Julia believed it. Her thoughts froze for a moment. Her, she thought. Her, not it.
"Are all the... others... here... are they all like you?" she asked.
The dead woman lifted her dry eyebrows. "Like me?"
"You know. Um."
"Oh, you mean talking? Drinking tea?"
"Yes."
She looked around, uninterested. The room was huge and covered with a dome of dirty glass. There were five sections, parted by milky glass walls, each one harbouring more than a dozen yellow corpses on steel tables with thick crimson shrouds on them. Only section five was lit, bright sterile light. Although it was in the middle of the night, Julia had feared that the dome illuminated would have surely raised suspicion. Right now most of the dead were lost in darkness and the room looked smaller than it was. Nothing moved except them.
Eventually the sitting dead said "I don’t know," and shrugged. The medical student looked at her. The shoulder muscles had been separated a while ago.
"The fat man over there, excuse the expression, sometimes seems like he’s twitching."
Julia looked over her shoulder at the far off table where twelve other students had been busy scratching off fatty tissue for over three days.
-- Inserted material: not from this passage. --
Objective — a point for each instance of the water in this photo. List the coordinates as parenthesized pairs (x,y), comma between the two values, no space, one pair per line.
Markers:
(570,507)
They had been pissed to no end and their comments on the corpse’s stature had been rather explicit.
"They do that sometimes, you know," chatted the dead woman. "The dead I mean. They twitch. Not in here usually, mind you. They are by far too busy being dead here." She chuckled. "But the fresh ones. They still feel things and it itches them. It can make them uncomfortable, especially when they want their peace. It’s like when you’re sleeping and someone’s continuously trying to poke you with a feather. You don’t really wake up. But it’s disturbing."
In Julia’s mind appeared the picture of herself sleeping on one of the tables, numerous blades cutting into her and she couldn’t wake up because she would be fast asleep. All those bothersome blades...
"Oh, I’m sorry. I know I talk too much, silly me. Must be boring as hell for you. But I’ve been alone for so long, only talking to myself, if you get my meaning, my words all tend to flee from me." She produced a slightly embarrassed laugh.
"You’ve been... talking to yourself?" Julia’s gaze wandered through the room. "While you were here?"
"Hm? Oh no, I meant before that. The last few years. You can get very lonely when you get old, my dear. The years stretch and are yet so short."
Julia didn’t know what to say. She hated herself for assuming automatically that when the old lady referred to her life she would mean her existence as a corpse.
"Oh."
"Yes. It was all very unfortunate."
"I’m sorry..."
"Don’t be, my dear. Couldn’t be helped."
At that point Julia made her one and only attempt at comforting a corpse.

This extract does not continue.